İlk akşam eve çok geç vardık ama yine de kısa bir zaman dilimimiz olduğu için o günü de değerlendirmek istedik ve hiçbir yere rezervasyon yaptırmadığımız için Nişantaşı’na gidip rastgele bir yere girecektik. İlk önce şansımızı İnno’da denedik ve mekan cuma gecesi olmasına rağmen bomboştu. Yan mekan fazlasıyla hareketli gözüktüğü için oradan çıkıp Gian’a geçtik. İki katlı çok hoş bir mekandı ve kokteyllerine bayıldık. Fiyatları ise İstanbul için gayet uygundu.

Cumartesi günü uykumuzu alıp uyandıktan sonra kalabalık bir ekip olarak Eminönü Çarşısı’na gittik ve biraz orada zaman geçirdik. Daha sonra yemek yemek ve arkadaşlarımızla görüşmek için Zorlu Center’a geçtik. Sanırım İstanbul içerisinde en sevdiğim AVM burası. Burada daha önceden de yemek yediğim ve çok beğendiğim bir mekan olan Zanzibar’da oturduk ve yemek, kahve, sohbet muhabbet ettikten sonra uzun süre aynı mekanda olduğumuz için sıkılıp Godiva’ya geçtik. Bu gittiğimiz iki mekanda da fiyatlar tabii ki biraz uçuktu.

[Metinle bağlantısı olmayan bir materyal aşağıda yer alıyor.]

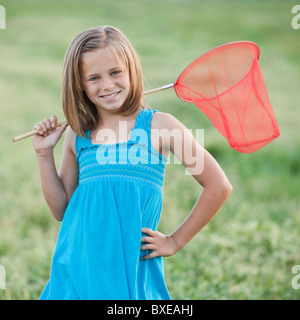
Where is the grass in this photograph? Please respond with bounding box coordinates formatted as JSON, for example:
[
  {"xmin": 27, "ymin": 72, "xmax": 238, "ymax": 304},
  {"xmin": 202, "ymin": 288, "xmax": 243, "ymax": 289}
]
[{"xmin": 0, "ymin": 0, "xmax": 300, "ymax": 299}]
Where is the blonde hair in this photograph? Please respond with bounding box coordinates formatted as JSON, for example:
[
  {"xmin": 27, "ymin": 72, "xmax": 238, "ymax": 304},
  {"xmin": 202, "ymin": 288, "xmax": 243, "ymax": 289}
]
[{"xmin": 62, "ymin": 26, "xmax": 145, "ymax": 136}]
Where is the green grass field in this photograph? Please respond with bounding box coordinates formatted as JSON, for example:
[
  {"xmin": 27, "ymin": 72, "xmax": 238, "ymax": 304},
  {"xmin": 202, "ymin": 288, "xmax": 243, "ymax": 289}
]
[{"xmin": 0, "ymin": 0, "xmax": 300, "ymax": 300}]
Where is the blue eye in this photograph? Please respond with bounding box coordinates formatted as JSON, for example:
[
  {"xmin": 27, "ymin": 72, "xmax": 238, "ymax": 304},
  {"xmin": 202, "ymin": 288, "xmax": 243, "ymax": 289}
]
[{"xmin": 111, "ymin": 71, "xmax": 121, "ymax": 76}]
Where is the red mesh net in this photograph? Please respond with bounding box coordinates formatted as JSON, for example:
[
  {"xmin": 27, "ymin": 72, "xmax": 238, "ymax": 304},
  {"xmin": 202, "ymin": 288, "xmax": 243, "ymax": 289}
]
[{"xmin": 174, "ymin": 41, "xmax": 279, "ymax": 153}]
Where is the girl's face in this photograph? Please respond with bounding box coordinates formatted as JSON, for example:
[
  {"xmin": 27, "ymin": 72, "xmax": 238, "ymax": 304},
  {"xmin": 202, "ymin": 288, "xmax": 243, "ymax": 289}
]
[{"xmin": 81, "ymin": 48, "xmax": 130, "ymax": 113}]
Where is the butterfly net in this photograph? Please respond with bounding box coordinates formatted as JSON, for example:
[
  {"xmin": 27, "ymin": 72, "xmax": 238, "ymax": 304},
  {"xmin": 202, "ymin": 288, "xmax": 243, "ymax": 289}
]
[{"xmin": 174, "ymin": 42, "xmax": 279, "ymax": 153}]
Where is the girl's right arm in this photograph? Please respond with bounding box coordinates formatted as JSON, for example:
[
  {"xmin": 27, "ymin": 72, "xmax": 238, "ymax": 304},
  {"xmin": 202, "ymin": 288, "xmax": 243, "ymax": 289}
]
[{"xmin": 33, "ymin": 116, "xmax": 78, "ymax": 221}]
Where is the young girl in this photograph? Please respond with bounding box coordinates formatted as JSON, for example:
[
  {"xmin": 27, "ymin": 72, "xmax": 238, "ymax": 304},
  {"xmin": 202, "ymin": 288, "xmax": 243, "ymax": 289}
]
[{"xmin": 33, "ymin": 26, "xmax": 231, "ymax": 299}]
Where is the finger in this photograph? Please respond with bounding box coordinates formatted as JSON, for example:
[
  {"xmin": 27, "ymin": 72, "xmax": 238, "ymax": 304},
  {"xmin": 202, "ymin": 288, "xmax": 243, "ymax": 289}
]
[
  {"xmin": 141, "ymin": 237, "xmax": 153, "ymax": 243},
  {"xmin": 44, "ymin": 118, "xmax": 51, "ymax": 132},
  {"xmin": 140, "ymin": 244, "xmax": 155, "ymax": 250},
  {"xmin": 33, "ymin": 123, "xmax": 44, "ymax": 134},
  {"xmin": 141, "ymin": 251, "xmax": 157, "ymax": 261},
  {"xmin": 57, "ymin": 121, "xmax": 69, "ymax": 137},
  {"xmin": 142, "ymin": 228, "xmax": 155, "ymax": 236},
  {"xmin": 39, "ymin": 121, "xmax": 47, "ymax": 135},
  {"xmin": 50, "ymin": 115, "xmax": 57, "ymax": 129}
]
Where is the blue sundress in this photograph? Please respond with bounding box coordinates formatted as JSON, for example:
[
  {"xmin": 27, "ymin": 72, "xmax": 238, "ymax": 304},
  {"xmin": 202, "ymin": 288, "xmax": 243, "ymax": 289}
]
[{"xmin": 40, "ymin": 108, "xmax": 170, "ymax": 300}]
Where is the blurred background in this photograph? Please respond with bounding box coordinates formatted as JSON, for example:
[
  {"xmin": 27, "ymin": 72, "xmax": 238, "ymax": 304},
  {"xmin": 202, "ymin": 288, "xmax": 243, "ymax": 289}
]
[{"xmin": 0, "ymin": 0, "xmax": 300, "ymax": 300}]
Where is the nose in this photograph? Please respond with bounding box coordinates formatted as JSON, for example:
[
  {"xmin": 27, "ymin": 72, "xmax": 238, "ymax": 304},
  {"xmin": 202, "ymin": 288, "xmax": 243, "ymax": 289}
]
[{"xmin": 101, "ymin": 76, "xmax": 115, "ymax": 92}]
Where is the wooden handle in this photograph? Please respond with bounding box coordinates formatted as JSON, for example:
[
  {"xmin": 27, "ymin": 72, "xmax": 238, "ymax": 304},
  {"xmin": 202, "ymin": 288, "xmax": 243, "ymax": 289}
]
[
  {"xmin": 12, "ymin": 83, "xmax": 174, "ymax": 142},
  {"xmin": 144, "ymin": 83, "xmax": 174, "ymax": 95},
  {"xmin": 12, "ymin": 122, "xmax": 63, "ymax": 142}
]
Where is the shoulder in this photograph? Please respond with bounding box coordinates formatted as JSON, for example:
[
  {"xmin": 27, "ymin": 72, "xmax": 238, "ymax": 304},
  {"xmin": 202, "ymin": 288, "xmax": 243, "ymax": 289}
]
[
  {"xmin": 151, "ymin": 112, "xmax": 185, "ymax": 130},
  {"xmin": 64, "ymin": 126, "xmax": 76, "ymax": 157}
]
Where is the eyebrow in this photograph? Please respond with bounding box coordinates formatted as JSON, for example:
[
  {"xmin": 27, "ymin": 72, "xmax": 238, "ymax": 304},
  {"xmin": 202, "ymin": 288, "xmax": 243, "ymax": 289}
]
[{"xmin": 86, "ymin": 66, "xmax": 123, "ymax": 78}]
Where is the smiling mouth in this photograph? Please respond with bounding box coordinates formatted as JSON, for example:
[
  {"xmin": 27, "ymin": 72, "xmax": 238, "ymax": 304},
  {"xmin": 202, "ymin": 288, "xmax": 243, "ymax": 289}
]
[{"xmin": 100, "ymin": 91, "xmax": 121, "ymax": 100}]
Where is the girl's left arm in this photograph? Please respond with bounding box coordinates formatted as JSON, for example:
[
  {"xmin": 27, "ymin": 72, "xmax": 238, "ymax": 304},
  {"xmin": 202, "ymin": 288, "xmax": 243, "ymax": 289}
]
[{"xmin": 141, "ymin": 113, "xmax": 232, "ymax": 260}]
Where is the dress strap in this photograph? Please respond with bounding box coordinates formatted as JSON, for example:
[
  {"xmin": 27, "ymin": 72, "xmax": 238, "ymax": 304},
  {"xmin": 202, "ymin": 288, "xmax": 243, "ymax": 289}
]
[{"xmin": 135, "ymin": 108, "xmax": 158, "ymax": 133}]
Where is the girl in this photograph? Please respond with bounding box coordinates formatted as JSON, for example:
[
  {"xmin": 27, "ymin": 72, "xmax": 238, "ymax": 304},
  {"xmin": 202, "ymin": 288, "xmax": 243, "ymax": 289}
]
[{"xmin": 33, "ymin": 26, "xmax": 231, "ymax": 299}]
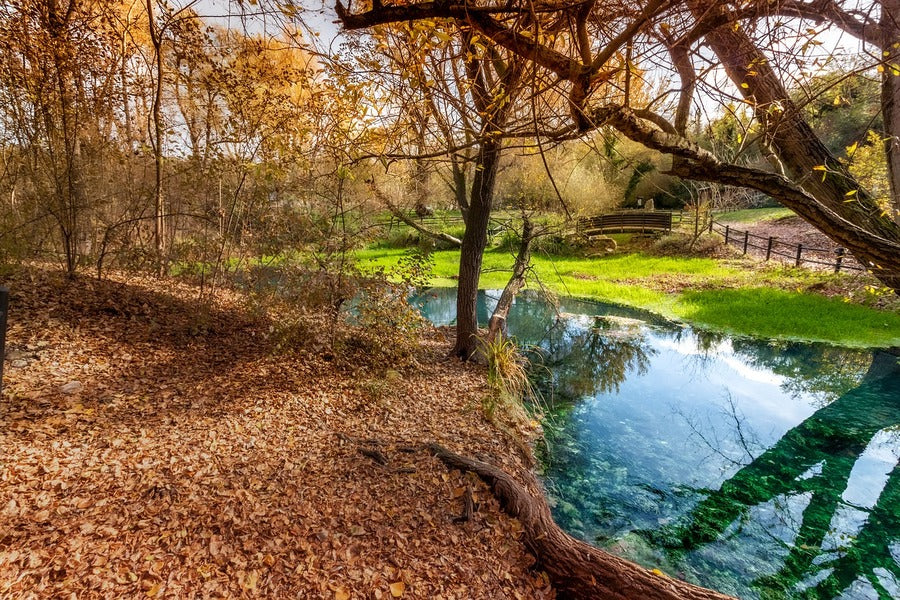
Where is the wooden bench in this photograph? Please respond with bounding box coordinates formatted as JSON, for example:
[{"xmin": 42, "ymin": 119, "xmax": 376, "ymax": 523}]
[{"xmin": 577, "ymin": 210, "xmax": 672, "ymax": 237}]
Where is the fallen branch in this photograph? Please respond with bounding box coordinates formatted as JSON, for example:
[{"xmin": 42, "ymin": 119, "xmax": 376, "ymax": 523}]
[
  {"xmin": 429, "ymin": 443, "xmax": 731, "ymax": 600},
  {"xmin": 369, "ymin": 182, "xmax": 462, "ymax": 246}
]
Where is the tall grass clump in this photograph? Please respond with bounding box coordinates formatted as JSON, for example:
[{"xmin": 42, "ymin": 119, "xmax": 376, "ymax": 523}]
[{"xmin": 480, "ymin": 335, "xmax": 542, "ymax": 429}]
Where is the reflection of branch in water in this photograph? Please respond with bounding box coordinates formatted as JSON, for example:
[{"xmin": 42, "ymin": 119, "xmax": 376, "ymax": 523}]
[
  {"xmin": 659, "ymin": 352, "xmax": 900, "ymax": 599},
  {"xmin": 673, "ymin": 389, "xmax": 763, "ymax": 467}
]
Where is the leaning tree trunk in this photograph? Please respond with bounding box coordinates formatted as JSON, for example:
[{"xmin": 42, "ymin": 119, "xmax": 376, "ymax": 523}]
[
  {"xmin": 690, "ymin": 0, "xmax": 900, "ymax": 290},
  {"xmin": 488, "ymin": 216, "xmax": 534, "ymax": 343},
  {"xmin": 453, "ymin": 138, "xmax": 502, "ymax": 360},
  {"xmin": 881, "ymin": 0, "xmax": 900, "ymax": 224},
  {"xmin": 430, "ymin": 444, "xmax": 730, "ymax": 600}
]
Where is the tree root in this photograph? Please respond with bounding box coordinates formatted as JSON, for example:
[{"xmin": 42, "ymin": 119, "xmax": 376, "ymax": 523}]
[{"xmin": 428, "ymin": 443, "xmax": 731, "ymax": 600}]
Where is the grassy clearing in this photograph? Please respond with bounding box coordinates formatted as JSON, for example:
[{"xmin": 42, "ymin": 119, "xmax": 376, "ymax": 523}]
[
  {"xmin": 357, "ymin": 244, "xmax": 900, "ymax": 347},
  {"xmin": 716, "ymin": 206, "xmax": 795, "ymax": 223},
  {"xmin": 676, "ymin": 287, "xmax": 900, "ymax": 347}
]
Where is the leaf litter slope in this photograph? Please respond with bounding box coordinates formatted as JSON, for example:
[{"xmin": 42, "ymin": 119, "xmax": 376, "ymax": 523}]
[{"xmin": 0, "ymin": 269, "xmax": 553, "ymax": 599}]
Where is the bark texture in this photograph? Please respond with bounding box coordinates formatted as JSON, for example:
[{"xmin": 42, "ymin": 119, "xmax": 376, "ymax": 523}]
[
  {"xmin": 429, "ymin": 444, "xmax": 731, "ymax": 600},
  {"xmin": 488, "ymin": 217, "xmax": 534, "ymax": 342}
]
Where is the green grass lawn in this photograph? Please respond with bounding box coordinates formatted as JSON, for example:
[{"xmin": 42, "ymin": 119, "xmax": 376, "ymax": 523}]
[{"xmin": 357, "ymin": 244, "xmax": 900, "ymax": 347}]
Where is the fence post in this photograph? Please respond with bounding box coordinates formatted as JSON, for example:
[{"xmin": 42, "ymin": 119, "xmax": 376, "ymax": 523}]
[{"xmin": 0, "ymin": 286, "xmax": 9, "ymax": 392}]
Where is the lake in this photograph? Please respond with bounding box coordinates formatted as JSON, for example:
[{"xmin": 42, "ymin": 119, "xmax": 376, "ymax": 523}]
[{"xmin": 417, "ymin": 289, "xmax": 900, "ymax": 600}]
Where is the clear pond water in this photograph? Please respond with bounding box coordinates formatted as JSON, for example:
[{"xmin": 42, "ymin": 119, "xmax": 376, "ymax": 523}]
[{"xmin": 419, "ymin": 289, "xmax": 900, "ymax": 600}]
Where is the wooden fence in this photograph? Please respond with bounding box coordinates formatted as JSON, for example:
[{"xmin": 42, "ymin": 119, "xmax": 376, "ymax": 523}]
[{"xmin": 709, "ymin": 220, "xmax": 866, "ymax": 273}]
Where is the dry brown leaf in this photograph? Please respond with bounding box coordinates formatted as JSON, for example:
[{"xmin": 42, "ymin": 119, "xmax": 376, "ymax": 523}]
[{"xmin": 391, "ymin": 581, "xmax": 406, "ymax": 598}]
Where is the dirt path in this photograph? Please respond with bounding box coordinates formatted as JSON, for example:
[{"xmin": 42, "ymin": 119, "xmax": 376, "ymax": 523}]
[
  {"xmin": 0, "ymin": 270, "xmax": 554, "ymax": 599},
  {"xmin": 724, "ymin": 214, "xmax": 859, "ymax": 270}
]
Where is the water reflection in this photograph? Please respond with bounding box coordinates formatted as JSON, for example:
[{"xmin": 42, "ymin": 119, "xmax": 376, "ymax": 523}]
[{"xmin": 416, "ymin": 291, "xmax": 900, "ymax": 599}]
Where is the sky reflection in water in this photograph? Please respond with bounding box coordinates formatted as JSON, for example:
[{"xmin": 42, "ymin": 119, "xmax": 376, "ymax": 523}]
[{"xmin": 414, "ymin": 290, "xmax": 900, "ymax": 599}]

Cumartesi gecesi için planımızı Arnavutköy Otuzyedi adlı mekan için yapmıştık. Uzun zamandır Instagram’dan görüp merak ettiğimiz bir yerdi. Mekan lokasyon olarak çok güzel bir yerde ve mimarisini çok beğendim. Yine iki katlı bir mekandı. İlk girdiğimizde üst kata alındık orada yine çok güzel kokteyller içtik fiyatlar Nişantaşı’na göre daha fazlaydı tabii ki. Ama ortam çok güzel olduğu için çok fazla önemsemedik. Dj performans bittikten sonra isteyenleri alt kattaki canlı müzik kısmına indiriyorlar ve gece orada devam ediyor.

Ve İstanbul dönüş günü…
Akşam İDO’suna kadar yine planlar sığdırmayı başardık tabii. Hemen uyanıp hazırlanıp İstinye Park’ta soluğu aldık. Biraz alışveriş yaptıktan sonra önce tek boş bulabildiğimiz mekan Masa’da kahve içip harika tatlılar yedik. İstanbul’dan dönmeden mutlaka yapmamız gereken bir şey vardı Shake Shack yemek. Gitmeden bunu da gerçekleştirip akşam İDO’suna yetişip Bursa’ya geri döndük.